Wisconsin paper demands GOP Senate candidate apologize for gross smear


Republican candidate Leah Vukmir continues to face fallout for calling Sen. Tammy Baldwin a terrorist.

State Sen. Leah Vukmir is the Wisconsin GOP's preferred pick to challenge Democratic Sen. Tammy Baldwin. But she continues to face backlash over an inflammatory press release saying Baldwin is on "Team Terrorists" and wants to give 9/11 plotter Khalid Sheikh Mohammed "hugs and safe spaces."

As the controversy continues to burn on Wednesday, the editorial board of the Wisconsin State Journal has called on Vukmir to apologize.

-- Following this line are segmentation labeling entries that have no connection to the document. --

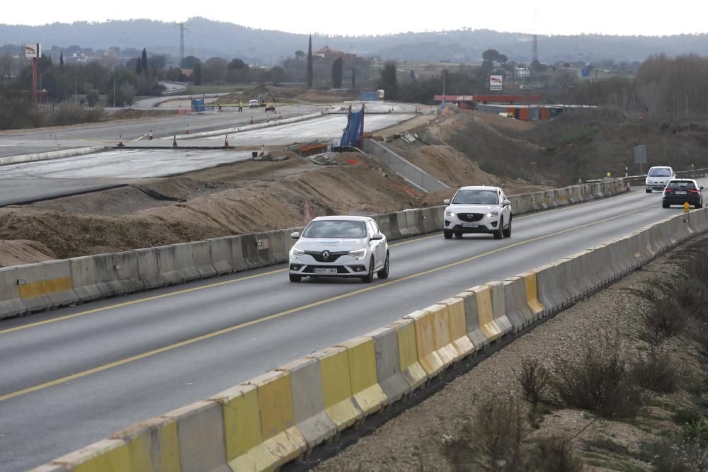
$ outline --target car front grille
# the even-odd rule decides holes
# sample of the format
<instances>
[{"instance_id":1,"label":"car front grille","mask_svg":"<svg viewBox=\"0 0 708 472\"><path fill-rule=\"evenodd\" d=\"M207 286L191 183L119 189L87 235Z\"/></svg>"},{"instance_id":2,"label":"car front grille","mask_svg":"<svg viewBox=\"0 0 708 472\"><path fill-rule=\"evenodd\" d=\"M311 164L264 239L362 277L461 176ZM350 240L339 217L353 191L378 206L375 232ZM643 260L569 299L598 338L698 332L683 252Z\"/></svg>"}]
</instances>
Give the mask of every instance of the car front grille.
<instances>
[{"instance_id":1,"label":"car front grille","mask_svg":"<svg viewBox=\"0 0 708 472\"><path fill-rule=\"evenodd\" d=\"M336 269L338 274L348 274L348 270L343 265L308 265L302 271L303 274L314 274L315 269Z\"/></svg>"},{"instance_id":2,"label":"car front grille","mask_svg":"<svg viewBox=\"0 0 708 472\"><path fill-rule=\"evenodd\" d=\"M457 218L462 220L463 221L467 221L468 223L474 223L474 221L479 221L482 218L484 217L484 213L458 213Z\"/></svg>"},{"instance_id":3,"label":"car front grille","mask_svg":"<svg viewBox=\"0 0 708 472\"><path fill-rule=\"evenodd\" d=\"M346 251L341 253L335 253L328 251L329 257L325 258L324 255L324 251L306 251L305 254L312 255L314 258L314 260L319 263L333 263L335 260L338 259L343 255L348 254Z\"/></svg>"}]
</instances>

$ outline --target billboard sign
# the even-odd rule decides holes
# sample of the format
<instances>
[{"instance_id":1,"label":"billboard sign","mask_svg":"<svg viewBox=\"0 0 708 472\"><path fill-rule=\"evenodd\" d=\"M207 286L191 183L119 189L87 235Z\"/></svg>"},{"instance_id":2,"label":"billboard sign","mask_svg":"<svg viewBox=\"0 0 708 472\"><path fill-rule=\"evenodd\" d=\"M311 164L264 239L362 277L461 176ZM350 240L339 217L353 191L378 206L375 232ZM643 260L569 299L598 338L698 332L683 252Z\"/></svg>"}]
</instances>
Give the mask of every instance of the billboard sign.
<instances>
[{"instance_id":1,"label":"billboard sign","mask_svg":"<svg viewBox=\"0 0 708 472\"><path fill-rule=\"evenodd\" d=\"M530 77L531 69L528 67L516 67L514 69L514 76L517 77Z\"/></svg>"},{"instance_id":2,"label":"billboard sign","mask_svg":"<svg viewBox=\"0 0 708 472\"><path fill-rule=\"evenodd\" d=\"M40 50L40 43L28 42L25 44L25 57L27 59L38 59L42 57Z\"/></svg>"}]
</instances>

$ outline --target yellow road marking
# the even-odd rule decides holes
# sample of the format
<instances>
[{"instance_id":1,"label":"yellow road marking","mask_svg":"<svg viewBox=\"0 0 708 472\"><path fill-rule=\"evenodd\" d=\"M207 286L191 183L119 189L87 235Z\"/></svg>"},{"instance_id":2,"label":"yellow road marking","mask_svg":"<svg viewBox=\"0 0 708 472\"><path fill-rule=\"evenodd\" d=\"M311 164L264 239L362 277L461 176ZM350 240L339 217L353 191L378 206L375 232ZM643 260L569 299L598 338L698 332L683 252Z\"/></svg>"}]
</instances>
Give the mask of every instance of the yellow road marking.
<instances>
[{"instance_id":1,"label":"yellow road marking","mask_svg":"<svg viewBox=\"0 0 708 472\"><path fill-rule=\"evenodd\" d=\"M602 198L598 200L595 200L591 202L587 202L586 203L580 203L577 205L571 205L565 206L561 208L554 208L547 210L542 210L539 212L534 212L530 214L527 214L523 217L519 217L515 218L515 219L525 219L526 218L531 218L533 217L539 217L544 214L547 214L554 212L560 212L562 210L571 209L573 208L578 208L579 207L584 207L588 205L592 205L593 203L598 203L599 202L606 202L609 200L615 199L618 197L622 197L627 194L620 194L619 195L615 195L612 197L607 197L606 198ZM439 238L440 231L436 231L431 236L424 236L423 238L416 238L416 239L411 239L410 241L402 241L401 243L396 243L395 244L390 244L389 246L392 248L395 248L399 246L403 246L404 244L410 244L411 243L417 243L421 241L426 241L426 239L432 239L433 238ZM249 275L246 277L239 277L238 279L233 279L232 280L224 280L223 282L217 282L213 284L208 284L207 285L200 285L199 287L194 287L190 289L184 289L183 290L177 290L176 292L171 292L168 294L163 294L161 295L154 295L153 297L147 297L145 298L138 299L137 300L132 300L131 301L125 301L123 303L119 303L114 305L108 305L108 306L103 306L101 308L96 308L91 310L86 310L86 311L80 311L79 313L75 313L72 315L66 315L64 316L60 316L58 318L54 318L50 320L45 320L43 321L38 321L36 323L32 323L28 325L23 325L22 326L16 326L15 328L10 328L6 330L0 330L0 335L6 334L8 333L13 333L15 331L21 331L22 330L28 329L30 328L35 328L37 326L42 326L43 325L47 325L52 323L57 323L59 321L64 321L65 320L70 320L74 318L78 318L79 316L85 316L86 315L91 315L94 313L101 313L103 311L107 311L108 310L112 310L117 308L122 308L124 306L130 306L131 305L135 305L139 303L143 303L145 301L152 301L153 300L159 300L160 299L166 298L168 297L173 297L175 295L181 295L182 294L187 294L192 292L196 292L197 290L202 290L205 289L210 289L215 287L220 287L222 285L226 285L227 284L233 284L238 282L242 282L244 280L249 280L251 279L255 279L257 277L265 277L266 275L272 275L273 274L277 274L282 272L287 272L287 269L277 269L275 270L270 270L269 272L263 272L261 274L256 274L254 275Z\"/></svg>"},{"instance_id":2,"label":"yellow road marking","mask_svg":"<svg viewBox=\"0 0 708 472\"><path fill-rule=\"evenodd\" d=\"M479 259L480 258L486 257L487 255L491 255L492 254L496 254L496 253L499 253L499 252L501 252L503 251L507 251L508 249L511 249L512 248L515 248L515 247L518 247L518 246L522 246L522 245L524 245L524 244L528 244L529 243L532 243L534 241L539 241L541 239L545 239L545 238L551 238L551 237L553 237L553 236L558 236L559 234L564 234L565 233L568 233L568 232L570 232L571 231L575 231L576 229L581 229L581 228L585 228L585 227L593 226L593 225L595 225L595 224L600 224L605 223L605 222L607 222L607 221L611 221L611 220L613 220L613 219L617 219L617 218L623 218L623 217L626 217L628 214L632 214L633 213L637 213L639 212L643 212L645 209L648 209L649 208L652 208L653 207L658 207L658 205L650 205L649 207L644 207L643 208L639 208L639 209L633 210L632 212L627 212L627 213L624 213L624 214L622 214L617 215L617 216L615 216L615 217L610 217L609 218L605 218L604 219L601 219L601 220L599 220L598 221L593 221L592 223L586 223L585 224L581 224L580 226L574 226L573 228L568 228L566 229L564 229L564 230L561 230L561 231L556 231L555 233L551 233L550 234L546 234L544 236L537 236L536 238L532 238L531 239L528 239L528 240L526 240L526 241L519 241L518 243L514 243L510 244L508 246L503 246L503 247L497 248L496 249L493 249L491 251L487 251L486 253L483 253L481 254L477 254L476 255L473 255L473 256L467 258L465 259L462 259L462 260L457 260L457 261L455 261L454 263L450 263L449 264L445 264L445 265L441 265L440 267L434 267L433 269L428 269L428 270L424 270L423 272L418 272L418 273L416 273L416 274L411 274L410 275L406 275L405 277L402 277L400 279L396 279L394 280L389 280L389 281L385 282L382 283L382 284L377 284L375 285L370 285L370 286L369 286L367 287L365 287L365 288L363 288L363 289L359 289L358 290L355 290L354 292L348 292L348 293L346 293L346 294L342 294L341 295L337 295L336 297L332 297L329 298L329 299L323 299L323 300L319 300L319 301L314 301L312 303L307 304L307 305L302 305L302 306L297 306L296 308L291 308L291 309L285 310L284 311L280 311L279 313L274 313L274 314L272 314L272 315L268 315L268 316L265 316L263 318L258 318L257 320L252 320L251 321L247 321L246 323L242 323L241 324L235 325L234 326L230 326L229 328L225 328L224 329L221 329L221 330L219 330L217 331L213 331L213 332L209 333L207 334L202 335L201 336L197 336L196 338L193 338L191 339L188 339L188 340L185 340L184 341L181 341L179 343L176 343L175 344L171 344L171 345L170 345L169 346L164 346L163 347L160 347L159 349L155 349L155 350L153 350L152 351L148 351L147 352L143 352L142 354L138 354L137 355L132 356L130 357L126 357L125 359L122 359L120 360L115 361L115 362L110 362L109 364L105 364L103 365L98 366L97 367L93 367L93 369L89 369L88 370L84 370L84 371L81 372L77 372L76 374L72 374L72 375L67 375L66 376L61 377L59 379L57 379L55 380L52 380L52 381L48 381L48 382L45 382L44 384L40 384L39 385L35 385L34 386L28 387L28 388L24 388L23 390L18 390L17 391L11 392L10 393L7 393L6 395L3 395L3 396L0 396L0 402L4 401L6 400L9 400L11 398L14 398L16 397L21 396L22 395L25 395L26 393L30 393L32 392L35 392L35 391L40 391L40 390L43 390L45 388L47 388L49 387L54 386L55 385L59 385L61 384L64 384L65 382L71 381L72 380L76 380L76 379L81 379L81 378L85 377L85 376L86 376L88 375L91 375L91 374L96 374L96 373L98 373L98 372L101 372L108 370L109 369L113 369L113 367L118 367L119 366L124 365L125 364L127 364L129 362L132 362L133 361L136 361L136 360L139 360L140 359L144 359L145 357L149 357L150 356L153 356L153 355L154 355L156 354L160 354L161 352L166 352L167 351L171 351L171 350L172 350L173 349L177 349L178 347L182 347L183 346L188 346L188 345L194 344L195 343L198 343L200 341L203 341L203 340L208 340L208 339L211 339L212 338L215 338L217 336L219 336L219 335L221 335L222 334L226 334L227 333L232 333L233 331L236 331L237 330L239 330L239 329L241 329L241 328L247 328L249 326L252 326L253 325L261 324L261 323L265 323L266 321L269 321L270 320L274 320L275 318L282 318L283 316L287 316L287 315L292 314L293 313L297 313L299 311L302 311L303 310L307 310L308 309L314 308L316 306L319 306L321 305L324 305L326 304L331 303L333 301L336 301L338 300L341 300L343 299L349 298L350 297L353 297L354 295L358 295L359 294L362 294L362 293L365 293L367 292L370 292L371 290L377 290L377 289L379 289L384 288L384 287L388 287L389 285L393 285L394 284L399 284L399 283L401 283L401 282L405 282L406 280L410 280L411 279L415 279L415 278L417 278L417 277L422 277L423 275L428 275L428 274L432 274L432 273L434 273L434 272L439 272L440 270L445 270L445 269L449 269L450 267L455 267L455 266L459 265L461 264L464 264L466 263L469 263L469 262L471 262L472 260L475 260L476 259ZM191 290L191 289L190 289L190 290ZM159 296L159 297L162 297L162 296Z\"/></svg>"}]
</instances>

"U.S. Sen. Tammy Baldwin, D-Madison, hasn't teamed up with terrorists against America. That obvious fact shouldn't have to be written in an editorial," writes the board. "Yet with two Republican candidates for U.S. Senate in Wisconsin trying to out-Trump each other in their hotly contested Republican primary, the insults are devolving quickly."

Vukmir attacked Baldwin for refusing to give an instant endorsement of Trump's pick for CIA director Gina Haspel, who ran a Bush-era black site in Thailand where detainees were brutally tortured. Haspel also faces scrutiny for destroying video footage of some of the interrogations.

As the editorial notes, Baldwin failing to instantly rubber-stamp Haspel "doesn’t mean she’s siding with terrorists against America, as Vukmir wildly claimed." After all, Sen. John McCain — a Republican and a former POW who was famously tortured in Vietnam — opposes her nomination as well.

"Trump took the low road to high office when he won the White House. But his crude and chaotic presidency is now causing a backlash against Republicans at the polls," the editorial continues. "So Vukmir hasn't done herself or her campaign any favors with this stunt."

The editorial concludes, "Vukmir should quickly do something the Republican president never does. She should apologize."

However, Republican politicians attacking others who do not unflinchingly throw away civil liberties and human rights as terrorists or terrorist sympathizers — or, in this case, as being on "team terrorist" — is not something new to the Trump era. It was a scare tactic of the GOP in the aftermath of 9/11, to consolidate power behind President George W. Bush and his congressional allies.

In one of the most infamous examples, former Georgia Democratic Sen. Max Cleland — a triple-amputee war hero who voted against Bush's domestic security proposals — was defeated in 2002 by Republican Saxby Chambliss, thanks in part to a disgusting ad mixing Cleland's face with images of Saddam Hussein and Osama bin Laden.

Vukmir has now dusted off that old playbook. But the backlash and condemnation suggests that it no longer works.